From 1989 to 1991, he was the publisher and editor of Newsday, a business and political daily newspaper. Apart from being a journalist, Tatad is also the author of five books, namely, The Prospects of the Filipino, The Philippines in 1986, Guarding the Public Trust, A Nation on Fire: The Unmaking of Joseph Ejercito Estrada and the Remaking of Democracy in the Philippines and The Forbidden Life of Amargo Raz.
Marcos and Aquino years (1969–1987)
In 1969, President Ferdinand Marcos appointed Tatad as Minister of Public Information, becoming the youngest member of Marcos' cabinet.
Tatad gained prominence when he went on air at 3 p.m. on September 23, 1972 and read the text of Proclamation № 1081, through which Marcos declared martial law. Marcos himself went on air at 7:15 p.m. to present his justifications for declaring martial law, but it was through Tatad's announcement four hours earlier that the public was first officially informed about martial law.
In 1978, he was elected an Assemblyman of the Interim Batasang Pambansa representing Bicol, garnering the highest number of votes among the 12 representatives representing the region.
Two years later, in 1980, he resigned as Minister of Public Information and was succeeded by Gregorio Cendaña.
In 1987, a year after the People Power Revolution that ousted Marcos and installed Corazon Aquino as president, Tatad ran as senator under the pro-Marcos Grand Alliance for Democracy but lost.
In 1992, he ran for senator under the Nationalist People's Coalition of Marcos' crony Eduardo Cojuangco, Jr. and won. He authored the Electric Power Crisis Act which helped end the 1992-1993 electric power crisis. He sought a second term under the Lakas-Laban Coalition of President Fidel Ramos in 1995 and was reelected.
He was first elected as Senate Majority Floor Leader in 1996 and served until 1998. He was elected to the post again in 2000 and served until he finished his term in 2001.
In 1997, he filed a petition to challenge the constitutionality of the Oil Deregulation Law before the Supreme Court.
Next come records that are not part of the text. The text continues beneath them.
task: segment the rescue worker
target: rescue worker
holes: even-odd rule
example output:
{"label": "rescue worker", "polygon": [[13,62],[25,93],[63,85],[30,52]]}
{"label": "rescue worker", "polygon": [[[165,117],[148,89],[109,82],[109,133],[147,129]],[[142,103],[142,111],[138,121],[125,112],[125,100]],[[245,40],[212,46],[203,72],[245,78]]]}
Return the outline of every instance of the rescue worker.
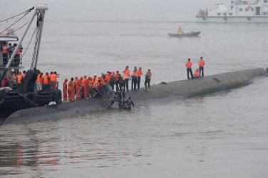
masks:
{"label": "rescue worker", "polygon": [[[14,43],[14,49],[17,46],[16,43]],[[16,51],[16,55],[14,57],[14,66],[19,66],[20,60],[21,60],[21,49],[22,48],[19,48],[19,49]]]}
{"label": "rescue worker", "polygon": [[139,67],[139,69],[137,70],[137,88],[138,90],[140,90],[140,77],[143,75],[143,70],[141,69],[141,67]]}
{"label": "rescue worker", "polygon": [[23,79],[23,76],[22,76],[21,72],[19,72],[19,74],[17,75],[17,84],[18,84],[19,93],[21,93],[22,79]]}
{"label": "rescue worker", "polygon": [[75,85],[75,92],[76,92],[76,99],[80,100],[81,98],[81,83],[80,82],[80,80],[78,80],[78,77],[76,77],[74,80],[74,85]]}
{"label": "rescue worker", "polygon": [[56,88],[58,88],[58,80],[57,80],[57,78],[58,78],[58,74],[57,74],[57,72],[54,72],[54,75],[55,75],[55,79],[56,79],[56,82],[55,82],[55,85],[56,85]]}
{"label": "rescue worker", "polygon": [[57,81],[56,75],[54,74],[53,72],[51,72],[51,74],[49,75],[49,78],[50,78],[50,84],[51,84],[51,88],[56,89],[56,83]]}
{"label": "rescue worker", "polygon": [[110,72],[110,85],[111,86],[113,91],[115,89],[115,73]]}
{"label": "rescue worker", "polygon": [[130,110],[131,106],[134,108],[134,103],[132,101],[131,98],[128,97],[128,99],[124,102],[124,108]]}
{"label": "rescue worker", "polygon": [[109,71],[107,71],[106,75],[104,76],[104,80],[107,83],[110,83],[110,73]]}
{"label": "rescue worker", "polygon": [[191,75],[191,78],[193,78],[192,71],[192,63],[191,62],[190,58],[188,58],[187,61],[185,63],[185,66],[186,66],[186,68],[187,68],[187,78],[190,79],[189,73]]}
{"label": "rescue worker", "polygon": [[125,79],[124,76],[123,75],[122,76],[121,74],[119,74],[118,80],[119,80],[119,90],[123,90],[125,91]]}
{"label": "rescue worker", "polygon": [[62,93],[63,94],[63,101],[67,101],[67,91],[68,91],[68,84],[67,84],[67,82],[68,82],[68,79],[66,78],[64,80],[64,82],[63,82],[63,90],[62,90]]}
{"label": "rescue worker", "polygon": [[195,72],[194,72],[194,78],[200,78],[200,73],[199,73],[198,68],[195,69]]}
{"label": "rescue worker", "polygon": [[123,77],[125,78],[125,86],[124,90],[127,90],[128,92],[128,80],[130,76],[130,71],[128,69],[128,66],[125,66],[125,68],[124,70],[123,73]]}
{"label": "rescue worker", "polygon": [[137,87],[137,68],[134,68],[133,72],[131,74],[131,90],[135,90]]}
{"label": "rescue worker", "polygon": [[6,41],[3,43],[2,45],[2,53],[3,53],[3,65],[6,66],[8,63],[8,55],[9,55],[9,48]]}
{"label": "rescue worker", "polygon": [[93,94],[94,94],[94,90],[93,90],[94,80],[92,78],[92,77],[88,77],[88,95],[89,95],[89,98],[91,98],[93,97]]}
{"label": "rescue worker", "polygon": [[83,95],[83,87],[82,85],[83,77],[81,77],[80,79],[79,79],[79,80],[80,80],[80,83],[81,85],[81,89],[80,90],[80,96],[81,96],[81,99],[83,99],[84,98],[84,95]]}
{"label": "rescue worker", "polygon": [[144,81],[144,85],[145,86],[145,90],[150,91],[150,79],[152,77],[152,73],[150,71],[150,69],[148,69],[145,74],[145,80]]}
{"label": "rescue worker", "polygon": [[50,91],[50,78],[48,73],[46,73],[46,75],[43,77],[43,90],[44,91]]}
{"label": "rescue worker", "polygon": [[117,70],[115,74],[114,75],[114,80],[115,83],[115,91],[118,92],[119,90],[119,71]]}
{"label": "rescue worker", "polygon": [[68,84],[68,96],[70,102],[74,101],[74,83],[73,78],[71,78],[69,83]]}
{"label": "rescue worker", "polygon": [[86,75],[84,75],[82,80],[82,87],[83,89],[83,97],[85,99],[88,99],[88,81]]}
{"label": "rescue worker", "polygon": [[[42,74],[43,74],[43,73],[42,73]],[[24,78],[25,78],[25,76],[26,75],[26,70],[24,70],[24,71],[22,72],[22,75],[23,75]]]}
{"label": "rescue worker", "polygon": [[16,74],[14,69],[12,69],[12,75],[11,75],[11,82],[12,82],[12,89],[16,90],[18,87],[17,85],[17,75]]}
{"label": "rescue worker", "polygon": [[42,90],[42,81],[43,81],[43,73],[41,73],[38,71],[37,73],[37,77],[36,80],[36,83],[35,83],[35,89],[36,91],[41,91]]}
{"label": "rescue worker", "polygon": [[205,66],[205,61],[203,60],[203,57],[200,57],[200,60],[198,61],[199,66],[199,72],[200,76],[201,77],[201,72],[202,72],[202,77],[204,77],[204,66]]}

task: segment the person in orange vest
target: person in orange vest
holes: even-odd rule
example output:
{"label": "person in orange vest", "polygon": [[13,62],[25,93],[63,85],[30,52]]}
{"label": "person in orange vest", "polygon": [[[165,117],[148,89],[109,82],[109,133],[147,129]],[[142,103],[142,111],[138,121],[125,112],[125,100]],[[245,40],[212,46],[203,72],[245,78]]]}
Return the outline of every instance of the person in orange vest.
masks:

In January 2001, during the impeachment trial of President Joseph Estrada, he was one of the 11 senators who voted against opening an envelope that was alleged to contain incriminating evidence against Estrada. Public anger over the Senate vote triggered the EDSA Revolution of 2001, leading to the ouster of Estrada and the accession of Vice-President Gloria Macapagal-Arroyo to the presidency.
As a legislator, he authored or sponsored 22 laws and was described by the media as the "Moral Conscience of the Senate" because of his conservative stance to issues such as contraception and the Reproductive Health Bill.
Tatad ran again for senator under the Koalisyon ng Nagkakaisang Pilipino of actor Fernando Poe, Jr. in 2004 but lost. In 2007, he resigned from the governing board of the United Opposition as a protest against the party's decision to draft Alan Peter Cayetano, Joseph Victor Ejercito and Aquilino Pimentel III as its senatorial candidates due to issues of "dynasty-building", as the three have relatives already serving in the Senate.
In 2010, he ran again for senator but lost, finishing only in the 27th place.
During the hearing on the impeachment of Chief Justice Renato Corona on January 19, 2012, Tatad had a verbal confrontation with Senator-Judge Franklin Drilon, accusing him of acting like a part of the prosecution team. Drilon allegedly challenged him to disqualify him from participating in the proceedings.